This film is part of Free

Ut Proficias

A day in the life of a school - filmed by a pupil who later became one of Britain's best documentary makers.

1953 16 mins Silent

Overview

This day in the life of Abingdon School, Oxfordshire, is doubly fascinating: a glimpse into the daily rituals of a 1950s public school and the juvenilia of a great filmmaker. Pupil Michael Grigsby (1936-2013) headed the school photographic society and was the driving force behind this film and its companion piece No Tumbled House (also on BFI Player). He went on to become one of our greatest film and television documentary makers.

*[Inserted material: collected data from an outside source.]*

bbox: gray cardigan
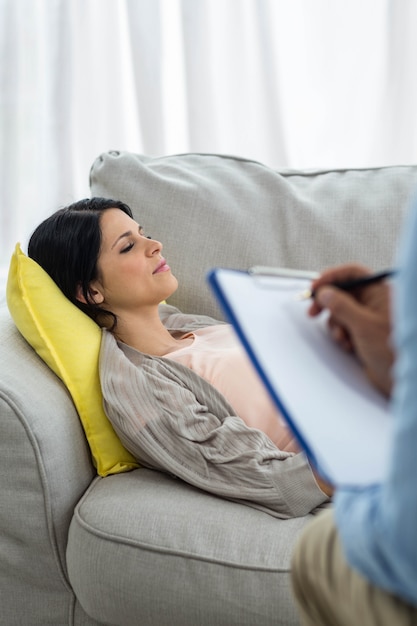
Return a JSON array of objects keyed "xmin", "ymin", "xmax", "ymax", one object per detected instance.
[{"xmin": 99, "ymin": 304, "xmax": 328, "ymax": 519}]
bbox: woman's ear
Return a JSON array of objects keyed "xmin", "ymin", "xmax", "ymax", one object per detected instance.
[{"xmin": 76, "ymin": 282, "xmax": 104, "ymax": 305}]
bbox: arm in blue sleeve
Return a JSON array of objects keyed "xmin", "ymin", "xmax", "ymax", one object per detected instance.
[{"xmin": 334, "ymin": 194, "xmax": 417, "ymax": 607}]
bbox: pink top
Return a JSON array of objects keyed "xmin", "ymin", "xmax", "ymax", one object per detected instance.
[{"xmin": 163, "ymin": 325, "xmax": 299, "ymax": 452}]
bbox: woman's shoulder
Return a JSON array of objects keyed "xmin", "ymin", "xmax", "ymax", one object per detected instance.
[
  {"xmin": 99, "ymin": 327, "xmax": 234, "ymax": 407},
  {"xmin": 158, "ymin": 302, "xmax": 225, "ymax": 333},
  {"xmin": 100, "ymin": 328, "xmax": 150, "ymax": 368}
]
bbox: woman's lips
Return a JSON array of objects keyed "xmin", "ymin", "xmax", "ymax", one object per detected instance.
[{"xmin": 153, "ymin": 258, "xmax": 171, "ymax": 274}]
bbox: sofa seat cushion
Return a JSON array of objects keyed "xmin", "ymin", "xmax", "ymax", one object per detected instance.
[{"xmin": 67, "ymin": 469, "xmax": 312, "ymax": 626}]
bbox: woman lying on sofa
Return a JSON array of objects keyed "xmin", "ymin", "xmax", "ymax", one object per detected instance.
[{"xmin": 28, "ymin": 197, "xmax": 330, "ymax": 519}]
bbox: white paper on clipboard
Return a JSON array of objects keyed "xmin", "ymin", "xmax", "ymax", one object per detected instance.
[{"xmin": 207, "ymin": 267, "xmax": 393, "ymax": 487}]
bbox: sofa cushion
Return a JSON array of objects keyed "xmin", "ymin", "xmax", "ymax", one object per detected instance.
[
  {"xmin": 6, "ymin": 244, "xmax": 138, "ymax": 477},
  {"xmin": 90, "ymin": 151, "xmax": 417, "ymax": 320},
  {"xmin": 67, "ymin": 469, "xmax": 312, "ymax": 626}
]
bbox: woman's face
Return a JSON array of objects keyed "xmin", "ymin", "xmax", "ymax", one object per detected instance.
[{"xmin": 88, "ymin": 208, "xmax": 178, "ymax": 313}]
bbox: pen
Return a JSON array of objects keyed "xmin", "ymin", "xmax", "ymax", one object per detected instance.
[{"xmin": 300, "ymin": 269, "xmax": 397, "ymax": 300}]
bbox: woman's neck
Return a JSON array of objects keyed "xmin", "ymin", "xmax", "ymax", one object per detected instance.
[{"xmin": 111, "ymin": 307, "xmax": 190, "ymax": 356}]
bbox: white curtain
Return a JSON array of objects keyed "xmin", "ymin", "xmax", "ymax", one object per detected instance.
[{"xmin": 1, "ymin": 0, "xmax": 417, "ymax": 286}]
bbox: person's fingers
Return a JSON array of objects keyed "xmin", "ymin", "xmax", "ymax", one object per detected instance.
[
  {"xmin": 310, "ymin": 264, "xmax": 371, "ymax": 293},
  {"xmin": 308, "ymin": 264, "xmax": 371, "ymax": 317},
  {"xmin": 315, "ymin": 286, "xmax": 370, "ymax": 331},
  {"xmin": 327, "ymin": 318, "xmax": 353, "ymax": 351}
]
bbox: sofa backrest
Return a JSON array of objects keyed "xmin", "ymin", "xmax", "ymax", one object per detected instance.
[{"xmin": 90, "ymin": 151, "xmax": 417, "ymax": 320}]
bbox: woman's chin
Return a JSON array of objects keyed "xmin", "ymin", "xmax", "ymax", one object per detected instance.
[{"xmin": 164, "ymin": 275, "xmax": 179, "ymax": 299}]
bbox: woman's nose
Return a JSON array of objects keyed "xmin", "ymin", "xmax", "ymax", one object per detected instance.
[{"xmin": 146, "ymin": 237, "xmax": 163, "ymax": 255}]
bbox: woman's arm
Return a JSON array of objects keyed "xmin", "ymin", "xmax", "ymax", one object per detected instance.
[{"xmin": 100, "ymin": 331, "xmax": 329, "ymax": 519}]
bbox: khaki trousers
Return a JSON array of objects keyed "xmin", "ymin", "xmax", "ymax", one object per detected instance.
[{"xmin": 291, "ymin": 508, "xmax": 417, "ymax": 626}]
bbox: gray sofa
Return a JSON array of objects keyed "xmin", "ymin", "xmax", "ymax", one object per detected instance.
[{"xmin": 1, "ymin": 151, "xmax": 417, "ymax": 626}]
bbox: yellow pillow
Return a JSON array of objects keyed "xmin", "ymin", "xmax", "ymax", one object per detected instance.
[{"xmin": 6, "ymin": 243, "xmax": 139, "ymax": 476}]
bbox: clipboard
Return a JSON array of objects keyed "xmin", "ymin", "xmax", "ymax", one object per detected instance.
[{"xmin": 207, "ymin": 267, "xmax": 393, "ymax": 487}]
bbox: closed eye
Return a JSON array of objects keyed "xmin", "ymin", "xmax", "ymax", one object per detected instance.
[
  {"xmin": 120, "ymin": 242, "xmax": 134, "ymax": 253},
  {"xmin": 119, "ymin": 225, "xmax": 148, "ymax": 252}
]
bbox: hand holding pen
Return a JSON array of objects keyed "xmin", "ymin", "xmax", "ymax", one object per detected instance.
[
  {"xmin": 302, "ymin": 269, "xmax": 396, "ymax": 300},
  {"xmin": 308, "ymin": 263, "xmax": 395, "ymax": 397}
]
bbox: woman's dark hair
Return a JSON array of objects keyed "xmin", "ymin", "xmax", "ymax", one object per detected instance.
[{"xmin": 28, "ymin": 197, "xmax": 133, "ymax": 328}]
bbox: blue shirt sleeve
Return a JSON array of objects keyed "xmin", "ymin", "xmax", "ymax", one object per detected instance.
[{"xmin": 334, "ymin": 192, "xmax": 417, "ymax": 607}]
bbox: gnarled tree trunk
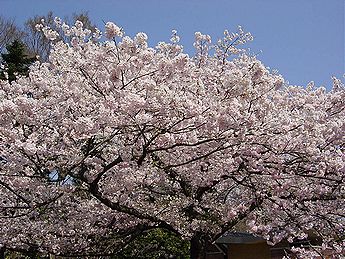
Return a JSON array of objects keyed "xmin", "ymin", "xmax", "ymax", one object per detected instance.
[
  {"xmin": 190, "ymin": 232, "xmax": 210, "ymax": 259},
  {"xmin": 0, "ymin": 246, "xmax": 5, "ymax": 259}
]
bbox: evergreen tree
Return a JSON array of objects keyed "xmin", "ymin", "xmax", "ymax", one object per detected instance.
[
  {"xmin": 115, "ymin": 228, "xmax": 190, "ymax": 259},
  {"xmin": 0, "ymin": 40, "xmax": 35, "ymax": 83}
]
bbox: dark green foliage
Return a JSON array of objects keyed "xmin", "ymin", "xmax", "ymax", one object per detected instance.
[
  {"xmin": 3, "ymin": 229, "xmax": 190, "ymax": 259},
  {"xmin": 0, "ymin": 40, "xmax": 36, "ymax": 83},
  {"xmin": 115, "ymin": 228, "xmax": 190, "ymax": 259}
]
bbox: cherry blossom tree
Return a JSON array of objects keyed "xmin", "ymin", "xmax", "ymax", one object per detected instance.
[
  {"xmin": 0, "ymin": 19, "xmax": 344, "ymax": 259},
  {"xmin": 24, "ymin": 11, "xmax": 97, "ymax": 61}
]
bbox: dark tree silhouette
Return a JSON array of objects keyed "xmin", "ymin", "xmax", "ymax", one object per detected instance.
[
  {"xmin": 0, "ymin": 40, "xmax": 36, "ymax": 83},
  {"xmin": 24, "ymin": 11, "xmax": 97, "ymax": 61},
  {"xmin": 0, "ymin": 16, "xmax": 25, "ymax": 52}
]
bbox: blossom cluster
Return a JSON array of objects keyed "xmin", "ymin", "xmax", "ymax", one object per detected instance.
[{"xmin": 0, "ymin": 19, "xmax": 344, "ymax": 257}]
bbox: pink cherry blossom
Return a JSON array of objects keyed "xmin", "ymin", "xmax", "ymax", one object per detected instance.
[{"xmin": 0, "ymin": 19, "xmax": 344, "ymax": 259}]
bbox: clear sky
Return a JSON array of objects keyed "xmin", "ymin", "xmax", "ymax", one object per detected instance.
[{"xmin": 1, "ymin": 0, "xmax": 344, "ymax": 89}]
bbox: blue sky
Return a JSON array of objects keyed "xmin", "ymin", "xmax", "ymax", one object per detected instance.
[{"xmin": 1, "ymin": 0, "xmax": 344, "ymax": 88}]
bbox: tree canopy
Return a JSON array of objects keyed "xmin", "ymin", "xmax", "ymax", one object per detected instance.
[
  {"xmin": 0, "ymin": 19, "xmax": 344, "ymax": 259},
  {"xmin": 0, "ymin": 11, "xmax": 96, "ymax": 63},
  {"xmin": 0, "ymin": 40, "xmax": 36, "ymax": 83},
  {"xmin": 23, "ymin": 11, "xmax": 97, "ymax": 61},
  {"xmin": 0, "ymin": 16, "xmax": 25, "ymax": 53}
]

Grigsby appears on-screen in the shot which starts at 15:12. The director's many masterpieces as a mature filmmaker include Enginemen (1959), A Life Apart (1973) and Living on the Edge (1987). There are few obvious similarities between these poetic, socially conscious documentaries and his school home movies - except a palpable enthusiasm for diving in and exploring the film medium. Other Abingdon alumni include actor Tom Hollander, politician Francis Maude and all five members of Radiohead. In 2004, partly inspired by the rediscovery of the 1950s films and with the blessing and initial mentoring of Grigsby himself, the school set up a new Abingdon Film Unit. It has produced over 100 films, mostly documentary and animation, several of which have been shown at film festivals in the UK and abroad.